Colorado Springs, Colo. – March 6, 2013 – Students studying history at Pikes Peak Community College (PPCC) and the University of Colorado Colorado Springs (UCCS) will no longer learn by just listening to lectures and reading textbooks; they will learn about history by assuming the roles of historic figures with no script or set outcome. This immersive learning approach, called “Reacting to the Past,” helps students gain a deeper understanding of history and how it relates to other fields of study, while also increasing student retention.
“Reacting to the Past” courses were developed at Barnard College. Through elaborate games set in the past, students learn skills—speaking, writing, critical thinking, problem solving, leadership and teamwork—in order to prevail in complicated situations. While students must adhere to the beliefs of the historical figures they have been assigned to play, they must devise their own means of expressing those ideas persuasively, in papers, speeches or other public presentations while pursuing a course of action that will help them win the game.
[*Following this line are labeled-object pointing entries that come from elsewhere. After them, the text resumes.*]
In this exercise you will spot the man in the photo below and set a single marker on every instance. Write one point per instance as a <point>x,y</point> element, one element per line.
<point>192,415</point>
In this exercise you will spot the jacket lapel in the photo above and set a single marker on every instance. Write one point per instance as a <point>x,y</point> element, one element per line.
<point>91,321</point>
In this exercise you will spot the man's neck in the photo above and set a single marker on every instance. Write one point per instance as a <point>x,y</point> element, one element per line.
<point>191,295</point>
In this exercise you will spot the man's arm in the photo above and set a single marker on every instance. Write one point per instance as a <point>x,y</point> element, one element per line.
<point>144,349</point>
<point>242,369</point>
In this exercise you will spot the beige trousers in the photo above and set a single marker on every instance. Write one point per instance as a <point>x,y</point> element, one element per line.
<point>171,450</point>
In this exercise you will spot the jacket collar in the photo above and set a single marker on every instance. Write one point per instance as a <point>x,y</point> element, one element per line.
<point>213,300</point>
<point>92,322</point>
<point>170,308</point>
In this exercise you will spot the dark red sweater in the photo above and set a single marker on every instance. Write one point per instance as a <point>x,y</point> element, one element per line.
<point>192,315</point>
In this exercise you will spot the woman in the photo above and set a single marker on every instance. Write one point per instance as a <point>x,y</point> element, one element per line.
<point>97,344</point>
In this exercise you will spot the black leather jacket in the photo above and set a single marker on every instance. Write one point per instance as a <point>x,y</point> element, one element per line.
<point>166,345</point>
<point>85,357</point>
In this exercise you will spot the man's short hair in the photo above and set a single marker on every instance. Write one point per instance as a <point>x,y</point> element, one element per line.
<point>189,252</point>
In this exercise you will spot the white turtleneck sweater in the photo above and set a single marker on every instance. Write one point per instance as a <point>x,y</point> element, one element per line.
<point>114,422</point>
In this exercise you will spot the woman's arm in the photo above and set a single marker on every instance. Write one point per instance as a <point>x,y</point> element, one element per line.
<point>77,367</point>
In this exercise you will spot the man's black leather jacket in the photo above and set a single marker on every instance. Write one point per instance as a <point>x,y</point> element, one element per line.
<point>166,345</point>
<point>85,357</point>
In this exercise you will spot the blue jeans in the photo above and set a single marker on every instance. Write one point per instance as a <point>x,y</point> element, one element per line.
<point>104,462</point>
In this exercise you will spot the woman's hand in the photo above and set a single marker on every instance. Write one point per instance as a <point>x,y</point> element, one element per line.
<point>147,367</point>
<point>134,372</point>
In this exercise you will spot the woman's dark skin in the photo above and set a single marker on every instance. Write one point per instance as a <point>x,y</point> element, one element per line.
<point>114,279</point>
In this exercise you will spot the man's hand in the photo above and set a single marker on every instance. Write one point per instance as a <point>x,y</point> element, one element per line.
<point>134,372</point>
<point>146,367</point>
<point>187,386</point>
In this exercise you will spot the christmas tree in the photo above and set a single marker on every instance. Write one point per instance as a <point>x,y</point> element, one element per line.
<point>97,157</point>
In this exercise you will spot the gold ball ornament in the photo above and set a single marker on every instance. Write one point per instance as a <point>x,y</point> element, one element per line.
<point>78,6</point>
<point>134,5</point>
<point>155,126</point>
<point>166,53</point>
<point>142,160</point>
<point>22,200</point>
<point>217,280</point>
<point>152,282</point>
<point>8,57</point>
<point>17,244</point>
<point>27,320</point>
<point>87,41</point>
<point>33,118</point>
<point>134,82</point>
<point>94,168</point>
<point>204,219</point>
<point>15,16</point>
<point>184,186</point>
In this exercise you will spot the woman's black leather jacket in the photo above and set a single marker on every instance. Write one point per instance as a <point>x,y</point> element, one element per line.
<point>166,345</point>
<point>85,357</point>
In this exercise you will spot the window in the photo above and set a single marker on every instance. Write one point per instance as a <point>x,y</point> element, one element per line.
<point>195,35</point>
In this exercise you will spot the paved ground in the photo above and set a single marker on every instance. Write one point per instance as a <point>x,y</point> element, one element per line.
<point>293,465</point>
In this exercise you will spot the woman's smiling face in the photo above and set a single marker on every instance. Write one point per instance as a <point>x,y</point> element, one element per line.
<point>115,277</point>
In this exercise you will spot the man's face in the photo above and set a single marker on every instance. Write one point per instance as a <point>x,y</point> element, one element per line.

Glenn Rohlfing, PPCC assistant professor of history, in collaboration with Roger Martinez, UCCS assistant professor of history, were recently awarded the Rocky Mountain Collaboration: A Reacting To The Past Project Grant. Awarded by the Colorado Community College System, this grant allows PPCC and UCCS to develop curriculum using the “Reacting to the Past” model and to conduct a faculty training conference.
“Winning this grant is a milestone in developing an innovative teaching method which engages students actively in their learning across the curriculum and cements partnerships between community colleges and universities, specifically the Colorado Springs campus of the University of Colorado,” said Wayne Artis, PPCC history professor.
A Reacting to the Past Regional Conference will take place at PPCC on April 19 -21, where faculty will learn the curriculum firsthand. In addition, Nicolas Proctor of Simpson College will host a one-day workshop on April 21 to train faculty on how to develop games for the curriculum.
Pikes Peak Community College, in its 45th year of operation, is a two-year college offering associate’s degrees and various certifications in career and technical fields. With four campuses, three military education centers in El Paso county and more than 200 programs of study, PPCC serves approximately 22,000 students annually.